Già vi vedo lì, pronti a ribattere “ma le primarie, allora? Neanche lì si mobilitano?”. Keine Sorge, ecco la risposta. Il Tea Party c’è, eccome, ma non si vede perché diviso in mille rivoli. D’altro canto, aspettarsi compattezza e risoluzione marziale da un movimento fatto da mille anime, migliaia e migliaia di leader locali, millemila portavoci e decine di agende diverse sarebbe stato ridicolo. Il bello del movimento è proprio questo: ognuno per conto suo, nessuno al comando, ma tutti, miracolosamente, uniti quando conta, quando in gioco c’è la libertà.

Il progetto nemmeno troppo nascosto dei “brothers in arms” oltreoceano (qualcuno poi mi dovrà spiegare perché non possa usare la una volta degnissima espressione italiana senza causare attacchi apoplettici e levate di scudi) era quello di prendersi il Partito Repubblicano.
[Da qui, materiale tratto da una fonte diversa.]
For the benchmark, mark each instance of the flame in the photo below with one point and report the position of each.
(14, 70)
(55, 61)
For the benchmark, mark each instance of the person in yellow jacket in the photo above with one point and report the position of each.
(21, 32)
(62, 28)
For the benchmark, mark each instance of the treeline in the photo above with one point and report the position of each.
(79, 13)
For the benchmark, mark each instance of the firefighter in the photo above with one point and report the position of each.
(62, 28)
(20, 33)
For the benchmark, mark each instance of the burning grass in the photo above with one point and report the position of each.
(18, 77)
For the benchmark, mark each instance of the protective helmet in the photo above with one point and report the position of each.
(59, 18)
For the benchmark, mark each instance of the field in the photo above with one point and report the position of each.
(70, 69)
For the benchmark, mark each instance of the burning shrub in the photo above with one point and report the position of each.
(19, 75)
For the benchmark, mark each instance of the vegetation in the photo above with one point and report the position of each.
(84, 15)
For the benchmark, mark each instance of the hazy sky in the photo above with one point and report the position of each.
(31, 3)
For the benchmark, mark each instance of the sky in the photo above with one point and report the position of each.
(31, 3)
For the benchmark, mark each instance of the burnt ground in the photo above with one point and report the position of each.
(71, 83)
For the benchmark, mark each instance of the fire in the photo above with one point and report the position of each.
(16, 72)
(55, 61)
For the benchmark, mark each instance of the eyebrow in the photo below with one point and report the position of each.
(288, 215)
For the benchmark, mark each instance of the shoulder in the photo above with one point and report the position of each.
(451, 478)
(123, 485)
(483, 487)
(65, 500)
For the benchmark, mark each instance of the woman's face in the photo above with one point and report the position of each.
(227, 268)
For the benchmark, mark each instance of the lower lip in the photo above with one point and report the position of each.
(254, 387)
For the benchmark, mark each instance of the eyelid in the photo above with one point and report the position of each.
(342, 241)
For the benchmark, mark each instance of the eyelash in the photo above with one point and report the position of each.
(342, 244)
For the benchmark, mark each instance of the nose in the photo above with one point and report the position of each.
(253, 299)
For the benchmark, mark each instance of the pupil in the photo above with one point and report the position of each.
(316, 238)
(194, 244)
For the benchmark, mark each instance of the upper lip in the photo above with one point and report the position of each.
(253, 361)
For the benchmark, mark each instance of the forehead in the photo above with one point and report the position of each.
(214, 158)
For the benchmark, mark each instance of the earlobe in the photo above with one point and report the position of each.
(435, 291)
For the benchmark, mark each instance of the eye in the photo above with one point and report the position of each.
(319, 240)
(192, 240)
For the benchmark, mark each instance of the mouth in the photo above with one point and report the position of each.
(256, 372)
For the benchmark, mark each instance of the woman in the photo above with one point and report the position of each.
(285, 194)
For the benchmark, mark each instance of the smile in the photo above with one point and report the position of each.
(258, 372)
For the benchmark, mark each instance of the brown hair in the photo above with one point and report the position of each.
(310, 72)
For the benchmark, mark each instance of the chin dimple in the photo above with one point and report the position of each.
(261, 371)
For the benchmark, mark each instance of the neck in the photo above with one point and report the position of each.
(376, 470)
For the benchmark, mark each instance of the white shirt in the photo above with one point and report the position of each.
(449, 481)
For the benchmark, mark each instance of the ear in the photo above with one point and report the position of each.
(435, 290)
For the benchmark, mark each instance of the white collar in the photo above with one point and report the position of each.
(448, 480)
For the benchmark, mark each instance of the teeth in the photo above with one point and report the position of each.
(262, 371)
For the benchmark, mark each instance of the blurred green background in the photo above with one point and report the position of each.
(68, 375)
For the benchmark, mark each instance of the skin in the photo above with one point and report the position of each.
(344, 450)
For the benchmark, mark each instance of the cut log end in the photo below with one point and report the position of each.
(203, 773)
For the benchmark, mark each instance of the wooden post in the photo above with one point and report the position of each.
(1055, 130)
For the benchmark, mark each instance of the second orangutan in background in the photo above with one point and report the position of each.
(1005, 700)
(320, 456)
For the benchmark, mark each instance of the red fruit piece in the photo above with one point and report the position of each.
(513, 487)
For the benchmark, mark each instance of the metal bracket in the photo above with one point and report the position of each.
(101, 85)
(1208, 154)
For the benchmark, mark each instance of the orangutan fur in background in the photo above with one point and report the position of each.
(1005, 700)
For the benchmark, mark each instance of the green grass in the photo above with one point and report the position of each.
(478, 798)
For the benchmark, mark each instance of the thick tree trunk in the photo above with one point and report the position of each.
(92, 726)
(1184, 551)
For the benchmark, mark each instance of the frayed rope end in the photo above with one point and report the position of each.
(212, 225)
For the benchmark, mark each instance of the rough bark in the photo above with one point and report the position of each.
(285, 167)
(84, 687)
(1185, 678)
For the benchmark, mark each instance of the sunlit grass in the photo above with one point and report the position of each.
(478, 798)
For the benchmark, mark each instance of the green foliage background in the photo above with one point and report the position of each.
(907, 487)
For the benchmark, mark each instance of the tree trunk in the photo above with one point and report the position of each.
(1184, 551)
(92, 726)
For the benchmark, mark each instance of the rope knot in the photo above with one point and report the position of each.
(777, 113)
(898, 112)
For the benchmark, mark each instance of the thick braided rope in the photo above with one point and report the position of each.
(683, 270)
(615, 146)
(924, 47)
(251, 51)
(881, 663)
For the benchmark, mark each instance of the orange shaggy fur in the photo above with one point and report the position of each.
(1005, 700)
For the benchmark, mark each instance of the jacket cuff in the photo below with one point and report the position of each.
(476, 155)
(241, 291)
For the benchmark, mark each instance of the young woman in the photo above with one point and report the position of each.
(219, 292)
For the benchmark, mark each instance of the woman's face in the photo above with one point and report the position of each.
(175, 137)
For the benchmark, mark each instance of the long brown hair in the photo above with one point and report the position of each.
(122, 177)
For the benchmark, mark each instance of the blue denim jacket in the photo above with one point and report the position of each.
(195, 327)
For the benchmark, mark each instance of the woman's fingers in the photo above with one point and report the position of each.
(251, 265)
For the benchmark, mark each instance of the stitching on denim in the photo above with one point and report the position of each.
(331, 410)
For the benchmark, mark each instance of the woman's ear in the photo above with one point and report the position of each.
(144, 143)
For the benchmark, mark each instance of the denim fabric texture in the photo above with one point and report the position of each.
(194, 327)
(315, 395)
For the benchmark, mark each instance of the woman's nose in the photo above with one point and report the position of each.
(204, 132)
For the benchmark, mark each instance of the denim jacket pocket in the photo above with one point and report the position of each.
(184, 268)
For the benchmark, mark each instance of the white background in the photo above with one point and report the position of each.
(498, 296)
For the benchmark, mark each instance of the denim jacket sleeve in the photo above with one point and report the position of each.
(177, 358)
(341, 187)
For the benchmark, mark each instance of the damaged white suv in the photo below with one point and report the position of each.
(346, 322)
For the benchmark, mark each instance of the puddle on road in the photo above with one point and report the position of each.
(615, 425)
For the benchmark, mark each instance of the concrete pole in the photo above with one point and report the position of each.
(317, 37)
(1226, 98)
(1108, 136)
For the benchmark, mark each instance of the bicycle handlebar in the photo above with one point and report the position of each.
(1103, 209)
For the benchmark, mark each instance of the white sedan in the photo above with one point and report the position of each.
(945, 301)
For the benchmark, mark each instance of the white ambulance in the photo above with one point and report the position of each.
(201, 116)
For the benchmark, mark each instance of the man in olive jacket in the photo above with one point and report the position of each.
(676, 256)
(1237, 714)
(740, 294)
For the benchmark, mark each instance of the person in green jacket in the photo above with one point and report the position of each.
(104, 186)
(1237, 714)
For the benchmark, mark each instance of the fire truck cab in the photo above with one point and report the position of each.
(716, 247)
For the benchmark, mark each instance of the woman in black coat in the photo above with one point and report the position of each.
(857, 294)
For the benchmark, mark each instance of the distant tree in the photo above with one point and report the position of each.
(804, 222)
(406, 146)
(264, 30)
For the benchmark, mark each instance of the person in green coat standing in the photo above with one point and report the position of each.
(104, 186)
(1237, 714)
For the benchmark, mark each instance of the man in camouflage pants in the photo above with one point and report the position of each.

Beh, se volete un takeover ostile, niente di meglio che appoggiare tutti lo stesso candidato (capito, Paulbots?), così da compattare think tanks, lobbies, establishment dentro o fuori la Beltway e rischiare di far esplodere la “big tent” del GOP. Gli americani saranno un poco fresconi, non sofisticati come noi europei quando si tratta di decidere se il grigio dei massacri in Siria sia perla o antracite (in quello siamo imbattibili), ma non sono particolarmente appassionati dell’arte tutta italica di randellarsi violentemente i cosiddetti ad ogni occasione, pratica resa celebre dal sommamente non divertente personaggio di Aldo, Giovanni e Giacomo detto Tafazzi.

Sul rapporto tra TP ed establishment parleremo un’altra volta, ma una cosa è assolutamente certa: senza la mobilitazione di Tea Parties ed evangelici, avremo altri quattro anni di disastri alla Casa Bianca e chissà cosa a giro per il mondo (capito perché in Israele è scattato l’allarme rosso da un pezzo?). Anyone but Obama non sarà un granché come piattaforma e rischia di far passare personaggi decisamente impresentabili (tra Mitt, RickS, Newt e RickP, francamente, il migliore c’ha la rogna), ma, per dirla come i transalpini antipatici, “à la guerre comme à la guerre”. La piazza non serve più, se la prendano pure gli sciamannati di Zuccotti Park. Quando ci sarà da combattere sul serio, il Tea Party si farà sentire eccome.